Menos de 10% dos cerca de 20 mil trabalhadores temporários contratados pelo comércio varejista de São Paulo neste fim de ano serão efetivados em janeiro. É um índice bem inferior ao do início deste ano, de 70%.

Agência Estado |

Normalmente, 20% do temporários são efetivados.

A avaliação é do presidente da Associação Comercial de São Paulo (ACSP), Alencar Burti, confirmada, com números, pelo presidente do Sindicato dos Comerciários de São Paulo, Ricardo Patah. "O aproveitamento deverá ser bem menor no início de 2009", diz Burti. Ele considera até a possibilidade de haver apenas substituição de trabalhadores, sem crescimento do emprego, em janeiro.

Burti defende a flexibilização das leis trabalhistas para evitar o desemprego, diante dos efeitos da crise de crédito que já afeta a economia real. "A pior coisa é o desemprego", diz ele, argumentando que o aumento da desocupação tem impacto direto no consumo.

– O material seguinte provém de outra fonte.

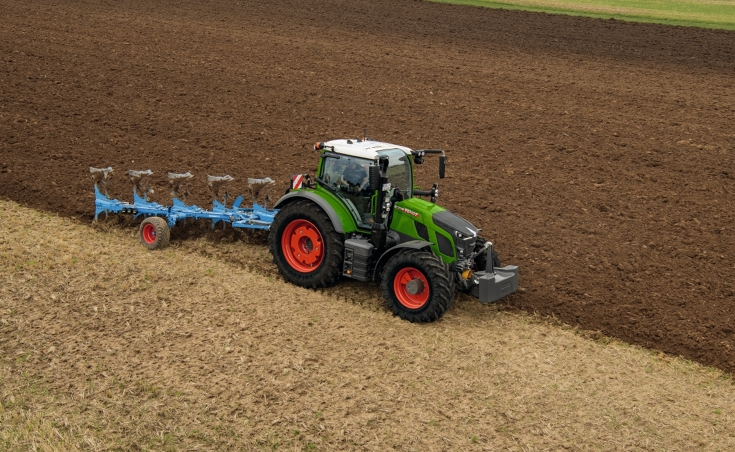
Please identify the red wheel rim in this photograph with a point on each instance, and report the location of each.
(149, 233)
(303, 246)
(403, 290)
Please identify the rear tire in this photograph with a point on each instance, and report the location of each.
(417, 286)
(305, 246)
(154, 233)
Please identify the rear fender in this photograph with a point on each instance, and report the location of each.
(340, 220)
(412, 245)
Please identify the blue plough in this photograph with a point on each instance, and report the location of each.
(255, 217)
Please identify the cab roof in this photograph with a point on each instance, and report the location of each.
(367, 149)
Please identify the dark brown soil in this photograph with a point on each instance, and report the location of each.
(597, 155)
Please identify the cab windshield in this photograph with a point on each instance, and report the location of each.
(347, 177)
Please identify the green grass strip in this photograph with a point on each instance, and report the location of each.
(693, 13)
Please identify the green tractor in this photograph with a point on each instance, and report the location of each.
(361, 217)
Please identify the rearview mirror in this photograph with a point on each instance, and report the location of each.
(374, 177)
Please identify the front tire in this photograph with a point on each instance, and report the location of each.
(305, 246)
(417, 286)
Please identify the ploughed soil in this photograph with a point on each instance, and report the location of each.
(597, 155)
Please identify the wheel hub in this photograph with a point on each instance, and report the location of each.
(414, 286)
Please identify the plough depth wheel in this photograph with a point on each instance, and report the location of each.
(154, 233)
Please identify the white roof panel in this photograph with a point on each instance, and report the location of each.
(364, 149)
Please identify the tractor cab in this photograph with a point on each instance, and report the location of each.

Ele também defende a ampliação do seguro-desemprego, sem rescisão do contrato de trabalho.

"Pouquíssimas efetivações de temporários deverão ocorrer no começo do ano", diz Patah. Ele pondera, no entanto, que o movimento do comércio no início de 2008 foi excepcional, ao contrário do cenário esperado para 2009, sinalizado pelo movimento em dezembro.

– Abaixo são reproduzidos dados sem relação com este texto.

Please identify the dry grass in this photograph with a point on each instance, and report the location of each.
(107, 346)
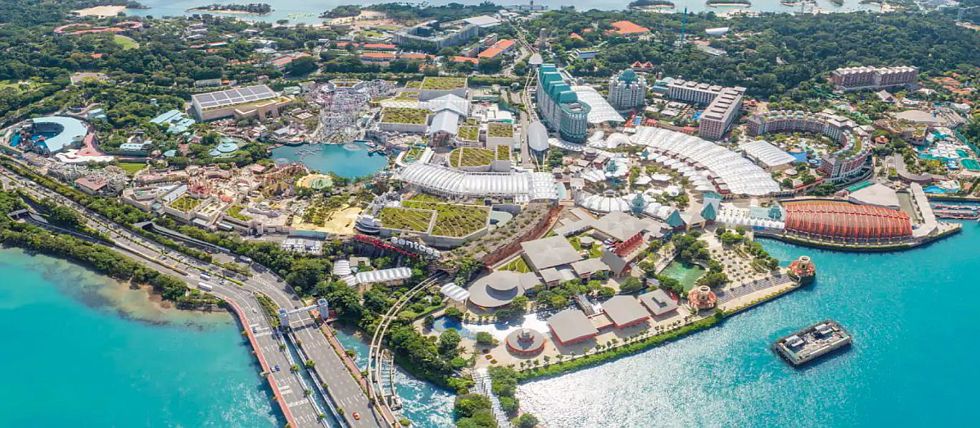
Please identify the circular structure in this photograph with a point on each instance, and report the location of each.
(496, 290)
(315, 181)
(50, 134)
(525, 342)
(701, 298)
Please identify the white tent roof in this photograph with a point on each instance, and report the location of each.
(740, 175)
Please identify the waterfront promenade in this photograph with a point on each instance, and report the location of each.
(299, 407)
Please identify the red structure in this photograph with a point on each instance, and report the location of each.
(384, 245)
(838, 219)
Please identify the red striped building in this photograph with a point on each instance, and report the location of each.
(844, 220)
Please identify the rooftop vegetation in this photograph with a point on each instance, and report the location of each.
(470, 156)
(451, 219)
(500, 130)
(185, 203)
(436, 83)
(412, 116)
(503, 152)
(405, 218)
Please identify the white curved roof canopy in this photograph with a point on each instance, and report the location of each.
(687, 154)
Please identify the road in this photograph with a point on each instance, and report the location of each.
(343, 389)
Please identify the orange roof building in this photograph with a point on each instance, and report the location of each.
(830, 219)
(627, 28)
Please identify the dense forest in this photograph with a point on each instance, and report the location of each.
(769, 54)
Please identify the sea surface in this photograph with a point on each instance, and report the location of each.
(915, 319)
(346, 160)
(82, 350)
(308, 11)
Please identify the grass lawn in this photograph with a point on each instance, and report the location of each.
(451, 219)
(125, 42)
(131, 168)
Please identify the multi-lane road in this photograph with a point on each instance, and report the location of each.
(301, 408)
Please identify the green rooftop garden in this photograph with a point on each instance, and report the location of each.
(470, 156)
(451, 219)
(437, 83)
(500, 130)
(405, 218)
(468, 133)
(412, 116)
(185, 203)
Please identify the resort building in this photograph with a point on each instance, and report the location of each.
(850, 162)
(768, 156)
(625, 311)
(837, 220)
(874, 78)
(723, 104)
(571, 326)
(251, 101)
(559, 106)
(50, 134)
(708, 166)
(519, 186)
(434, 35)
(499, 288)
(658, 302)
(627, 90)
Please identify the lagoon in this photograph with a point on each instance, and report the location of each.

Na primeira quinzena do mês, houve recuo de 1,7% nas consultas para vendas a prazo da ACSP, a primeira variação negativa no ano em relação ao igual período de 2007. Nas consultas para vendas à vista, a queda foi 0,4% nas mesmas bases de comparação. Diante desaceleração, Marcel Solimeo, economista da ACSP, diz que o desempenho do Natal é incerto. "As vendas do Natal podem crescer 1% ou cair 1% em relação a 2007. Se empatar, estará bom." O economista lembra que o Natal de 2007 foi o melhor da década.